La notorietà del leader politico Vendola e della sua raggiunta genitorialità tramite «l’affitto di un utero» ha infiammato la dialettica e creato le fazioni. Chi si oppone inneggia al presunto egoismo di chi, a prescindere, genitore vuole diventare. L’altra fazione sfida la prima sul terreno della competenza genitoriale: chi può dimostrare che sia inferiore a quella delle coppie costituite da genitori biologici? Tempo perso e aria fritta.
Nel primo caso la tesi dell’egoismo è stucchevole: chi di noi non è egoista? Lo siamo tutti e tutti i giorni, e qualcuno avrà ben diritto d’esserlo nella particolare veste di genitore a ogni costo. Non lo condivido, ma non lo critico.

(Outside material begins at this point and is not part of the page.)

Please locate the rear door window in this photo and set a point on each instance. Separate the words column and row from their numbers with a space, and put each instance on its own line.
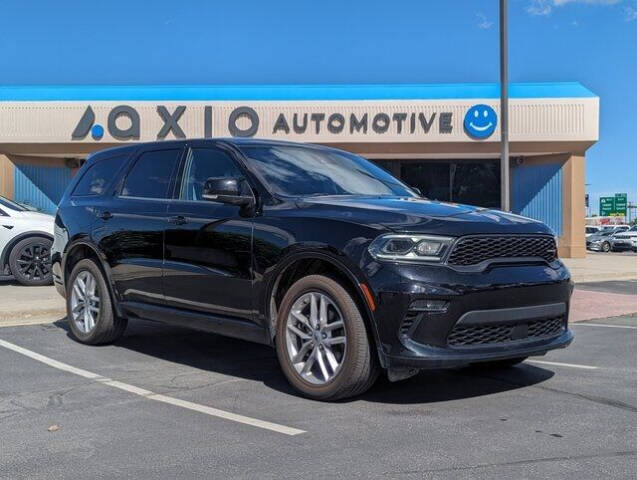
column 99, row 176
column 150, row 176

Nel secondo caso, e ancora peggio, è del tutto evidente che è meglio avere buoni genitori, a prescindere dal loro genere, piuttosto che genitori assenti, violenti, abusanti o incostanti nella loro impegno educativo. Ma questa è un’ovvietà che sdogana la pratica dell’utero in affitto solo agli occhi degli ingenui. Insomma, tutti si arroccano nelle loro sterili ragioni e il dibattito stagna e tracima nella volgarità del banale. Ora, quando la contrapposizione si irrigidisce vuol dire che stiamo sbagliando mira, che il punto è un altro e che rischiamo di non vederlo o ci fa più comodo eluderlo. Il vero punto, infatti, è che i due novelli papà (il sig. Vendola e il suo compagno) sono divenuti parte di un atto creativo della volontà soggettiva, un atto sottomesso a regole definite dall’uomo e con la discutibile partecipazione di una donna che ha affittato il suo utero. Ciò significa, caso mai non ce ne fossimo ancora accorti, che siamo entrati in un tempo in cui la tecnologia e il liberismo demagogico e imprudente permette di desiderare figli entro i soli limiti della loro riproducibilità tecnica, piuttosto che attenderli quale conseguenza dell’amore riproduttivo dell’altro.
Non è una differenza da poco, perché ogni nuova modalità riproduttiva che si discosta dalla tradizionale filiazione quale elemento proprio dell’umano ci avvicina – e non tanto metaforicamente –all’atto creativo di Dio che non figliò Adamo ed Eva, ma li creò. La generazione artificiale di esseri umani, e nel caso specifico pure l’annullamento della differenza parentale, è il più radicale sradica-mento dei codici dell’umano come li abbiamo conosciuti per millenni. E, allora, dove ci condurrà la strada che ci rende sempre più simili a Dio? Il punto è che nessuno lo sa. Questo è il punto. La smettessimo di parlare di egoismo e di competenze emotive alla crescita. E solo fumo negli occhi e noia.

Carlo Rosso

Medico, specialista in psichiatria, psicoterapeuta, sessuologo. Da anni studia e cura i disturbi dello spettro depressivo, bipolare panico/fobico, oltre ai disturbi d'ansia e alle disfunzioni del comportamento sessuale.